Schema design is the front of a larger automation chain. Validated submissions still need to reach a regulator, and gateways have outages — design your routing to degrade gracefully, as covered in Fallback Routing for Portal Outages. And because submissions carry regulated content, every transformation must respect the data-protection model in Security Boundaries for Clinical Data. When you are ready to implement the schema end to end with worked examples, continue to the child long-tail: Building FDA eCTD-compliant JSON schemas for clinical trials.

FAQ

What is the difference between CTD and eCTD?

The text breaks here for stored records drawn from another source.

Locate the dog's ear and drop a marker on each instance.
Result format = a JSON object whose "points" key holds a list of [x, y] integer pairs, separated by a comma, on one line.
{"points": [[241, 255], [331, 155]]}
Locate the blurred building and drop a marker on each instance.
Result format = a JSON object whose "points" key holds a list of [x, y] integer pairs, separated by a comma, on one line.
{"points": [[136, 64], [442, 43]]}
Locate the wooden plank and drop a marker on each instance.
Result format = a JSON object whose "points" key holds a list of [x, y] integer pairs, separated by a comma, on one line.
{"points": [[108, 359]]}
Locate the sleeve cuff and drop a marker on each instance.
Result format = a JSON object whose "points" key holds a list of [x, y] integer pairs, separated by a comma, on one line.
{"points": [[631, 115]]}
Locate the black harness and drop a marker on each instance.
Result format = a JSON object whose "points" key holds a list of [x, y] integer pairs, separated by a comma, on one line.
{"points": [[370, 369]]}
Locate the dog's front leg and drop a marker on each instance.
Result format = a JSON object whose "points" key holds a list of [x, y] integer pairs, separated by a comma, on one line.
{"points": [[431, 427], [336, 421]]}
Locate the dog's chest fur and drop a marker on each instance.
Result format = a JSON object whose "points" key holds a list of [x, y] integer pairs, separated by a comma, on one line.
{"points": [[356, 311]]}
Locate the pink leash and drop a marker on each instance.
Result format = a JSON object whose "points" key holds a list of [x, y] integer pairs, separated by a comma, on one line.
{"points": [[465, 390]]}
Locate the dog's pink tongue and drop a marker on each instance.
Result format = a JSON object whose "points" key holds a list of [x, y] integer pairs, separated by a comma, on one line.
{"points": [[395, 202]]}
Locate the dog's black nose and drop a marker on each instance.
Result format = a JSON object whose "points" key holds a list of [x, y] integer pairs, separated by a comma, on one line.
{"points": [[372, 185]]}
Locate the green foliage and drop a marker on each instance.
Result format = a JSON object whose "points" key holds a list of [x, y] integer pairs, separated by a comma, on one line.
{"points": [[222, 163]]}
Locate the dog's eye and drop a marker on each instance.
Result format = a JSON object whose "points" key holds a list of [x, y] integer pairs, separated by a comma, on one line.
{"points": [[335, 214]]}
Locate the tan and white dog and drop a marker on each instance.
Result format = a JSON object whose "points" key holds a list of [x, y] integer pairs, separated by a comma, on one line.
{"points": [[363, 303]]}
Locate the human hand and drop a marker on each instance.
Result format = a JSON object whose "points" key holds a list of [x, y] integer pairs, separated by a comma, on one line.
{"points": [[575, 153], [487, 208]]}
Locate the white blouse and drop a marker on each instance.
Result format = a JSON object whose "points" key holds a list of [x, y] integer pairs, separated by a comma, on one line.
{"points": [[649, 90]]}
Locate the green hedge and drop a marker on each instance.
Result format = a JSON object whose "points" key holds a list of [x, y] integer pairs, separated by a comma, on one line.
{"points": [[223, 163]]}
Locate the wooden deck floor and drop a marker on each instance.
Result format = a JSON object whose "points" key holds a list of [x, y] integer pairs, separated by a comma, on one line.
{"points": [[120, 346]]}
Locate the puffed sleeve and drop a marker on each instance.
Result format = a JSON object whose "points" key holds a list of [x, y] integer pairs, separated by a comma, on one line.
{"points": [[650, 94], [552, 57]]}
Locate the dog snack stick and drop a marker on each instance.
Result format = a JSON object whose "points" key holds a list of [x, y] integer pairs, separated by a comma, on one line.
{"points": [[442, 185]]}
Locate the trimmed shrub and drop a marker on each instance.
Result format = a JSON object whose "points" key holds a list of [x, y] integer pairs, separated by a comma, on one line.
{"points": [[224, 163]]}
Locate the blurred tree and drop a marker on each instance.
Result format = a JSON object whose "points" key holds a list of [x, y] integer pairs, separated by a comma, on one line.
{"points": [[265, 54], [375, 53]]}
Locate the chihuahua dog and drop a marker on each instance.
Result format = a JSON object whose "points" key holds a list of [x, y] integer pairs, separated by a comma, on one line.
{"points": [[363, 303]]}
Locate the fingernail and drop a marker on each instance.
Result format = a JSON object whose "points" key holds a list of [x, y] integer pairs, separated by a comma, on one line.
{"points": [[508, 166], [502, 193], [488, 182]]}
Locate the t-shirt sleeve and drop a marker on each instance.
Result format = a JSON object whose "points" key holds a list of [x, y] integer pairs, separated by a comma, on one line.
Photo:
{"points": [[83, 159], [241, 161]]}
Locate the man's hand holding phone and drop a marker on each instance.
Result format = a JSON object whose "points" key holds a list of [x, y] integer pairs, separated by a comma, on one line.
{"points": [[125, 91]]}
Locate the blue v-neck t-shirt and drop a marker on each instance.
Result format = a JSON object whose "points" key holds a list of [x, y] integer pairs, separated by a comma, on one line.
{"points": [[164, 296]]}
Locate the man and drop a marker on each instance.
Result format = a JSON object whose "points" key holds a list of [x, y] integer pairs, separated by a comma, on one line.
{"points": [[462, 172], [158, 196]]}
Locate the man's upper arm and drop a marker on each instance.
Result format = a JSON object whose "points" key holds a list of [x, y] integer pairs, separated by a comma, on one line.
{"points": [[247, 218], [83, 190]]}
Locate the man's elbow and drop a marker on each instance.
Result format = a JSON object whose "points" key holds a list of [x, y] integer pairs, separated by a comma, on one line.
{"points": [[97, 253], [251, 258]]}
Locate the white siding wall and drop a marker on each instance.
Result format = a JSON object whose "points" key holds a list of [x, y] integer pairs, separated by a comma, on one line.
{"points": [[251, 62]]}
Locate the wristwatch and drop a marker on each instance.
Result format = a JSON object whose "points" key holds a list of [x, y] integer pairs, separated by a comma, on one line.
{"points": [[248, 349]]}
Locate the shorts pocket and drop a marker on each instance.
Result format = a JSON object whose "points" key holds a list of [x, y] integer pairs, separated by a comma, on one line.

The CTD is the content and organization standard — the agreed five-module structure for a regulatory dossier defined by ICH. The eCTD is the electronic format used to assemble, transmit, and lifecycle-manage that content with a regulator. You design your schema against the CTD module structure, then render and submit it in eCTD format.

Why is Module 1 modeled separately from Modules 2 through 5?

Because Modules 2–5 are harmonized across ICH regions, while Module 1 is region-specific: each regulator defines its own administrative and product-information requirements. Modeling Module 1 as a discriminated variant keyed on jurisdiction lets a single core schema serve multiple regions, with only the regional envelope swapped per target.

Should I hard-code the eCTD version in my schema?

No. Required eCTD versions and specifications differ by region and application type and change over time. Treat the target version and region as configuration so a single codebase can produce compliant output for different regulators and different submission types without code changes.

How does this support 21 CFR Part 11 and data integrity?

A closed schema (extra="forbid"), timezone-aware timestamps, file-derived SHA-256 checksums, and a single governed mapping table support ALCOA+ principles — attributable, legible, contemporaneous, original, accurate, complete, and consistent records — and give you the provenance and completeness controls that Part 11 and EU GMP Annex 11 expect. The schema is the foundation; audit trails and e-signatures are layered on top in the routing and submission stages.